The Winona brand continues to expand its matrix from large single products to multi-star products, achieving advanced levels of sensitive skin repair to “sensitive skin plus”, further broadening the boundaries of sensitive efficacy care.

Independent incubation+investment and mergers and acquisitions to continuously expand the skin health ecosystem. (1) Winona Baby: A dermatology-grade skincare brand specializing in infant skin health. The company continues to enrich the “Winona Baby (Winona Baby)” brand product line to meet the various needs of infants and toddlers such as bathing, moisturizing, and sunscreen. (2) Aikecheng: The first high-end professional anti-aging technology brand of domestic products incubated within the company. Through strategic cooperation with medical and aesthetic institutions as professional endorsement, it reaches Dana New in a wide range of online channels, and invests in high-end displays and value services in leading domestic department stores to continue to build a medical-grade full-process anti-aging brand with hard core benefits, professional quality and high-end image. (3) Befortin: Relying on plant technology and industry-university-research medicine, using the advantages of natural plant resources in Yunnan, extracting core functional ingredients from Yunnan's characteristic plateau plants and using them in “Beforteen (Beforteen)” products, and combining artificial intelligence technology with acne diagnosis and treatment, the model and concept of “hierarchical customization, precise anti-acne” was proposed in depth. (4) The company successfully acquired Yuejiang Investment and obtained the two brands Ji Rui (Za) and “Bomei PURE & MILD, which completed the company's public line of skincare and makeup.

Online platform Alibaba sales are under pressure, and offline OTC channels are growing rapidly. By channel, the company's online revenue in 2023 was 3.552 billion yuan, -0.37% year-on-year. Among them, Ali had revenue of 1,762 billion yuan, -14.46%; Douyin had revenue of 631 million yuan, +47.14%; Vipshop had revenue of 307 million yuan, +1.61% year over year; and JD had revenue of 374 million yuan, +5% year over year. Offline channel revenue was 1,427 billion yuan, +48.87% year-on-year, accounting for 25.93% of main revenue, or +6.75pcts year-on-year. Among them, the OTC distribution channel sales model achieved revenue of 816 million yuan, +66.08% over the same period last year.

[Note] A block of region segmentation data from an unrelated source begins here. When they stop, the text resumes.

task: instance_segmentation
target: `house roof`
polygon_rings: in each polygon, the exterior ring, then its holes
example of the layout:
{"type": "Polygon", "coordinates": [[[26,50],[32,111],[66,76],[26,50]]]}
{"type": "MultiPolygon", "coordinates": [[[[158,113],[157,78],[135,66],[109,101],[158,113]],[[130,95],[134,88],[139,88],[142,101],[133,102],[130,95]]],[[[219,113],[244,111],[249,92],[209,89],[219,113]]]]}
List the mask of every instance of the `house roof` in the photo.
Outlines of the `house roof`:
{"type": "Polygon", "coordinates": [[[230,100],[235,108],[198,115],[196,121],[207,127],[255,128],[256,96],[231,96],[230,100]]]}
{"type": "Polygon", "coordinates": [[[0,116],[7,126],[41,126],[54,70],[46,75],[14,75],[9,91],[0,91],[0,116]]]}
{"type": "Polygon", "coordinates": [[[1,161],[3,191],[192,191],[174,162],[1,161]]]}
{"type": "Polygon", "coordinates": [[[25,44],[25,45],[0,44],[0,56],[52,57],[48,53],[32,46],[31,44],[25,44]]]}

Profitability is under pressure in the short term. In 2023, the company achieved a gross sales margin of 73.90%, -1.31 pcts year on year; achieved a net profit margin of 13.71% to mother, -7.26 pcts year on year. On the cost side, the sales expense ratio was 47.26%, +6.42pcts; the management expense ratio was 7.48%, +0.64pcts year over year; and the R&D expense ratio was 5.41%, +0.33pcts year over year. Mainly due to (1) a slight decrease in gross margin due to (1) the company's product formulation, production process and outer packaging upgrades; (2) the new central factory base project was completed and put into operation, and the company's long-term asset depreciation and amortization costs and expenses increased; (3) sales of online promotions such as “Double 11" in the beauty industry in 2023 were generally lower than expected, the company did not achieve the expected sales target of “Double 11", and the average customer acquisition cost of the company's main online stores increased.

Investment advice

We expect the company's revenue in 2023-2025 to be 71.04, 88.40/10.650 billion yuan, respectively, +28.65%, +24.43%, and +20.48% year-on-year; net profit to mother will be 12.08, 15.51, and 1.917 billion yuan, respectively, +59.60%, +28.39%, and +23.64% year-on-year respectively. The corresponding EPS is 2.85, 3.66, and 4.53 yuan, respectively. The corresponding PE is 20, 16, and 13 times, respectively, maintaining the “buy” rating.

Risk warning

Risk of declining industry sentiment; risk of increased competition; risk of product quality accidents; risk of new product promotion falling short of expectations; risk of consumption recovery falling short of expectations; changes in channel traffic, etc.

The translation is provided by third-party software.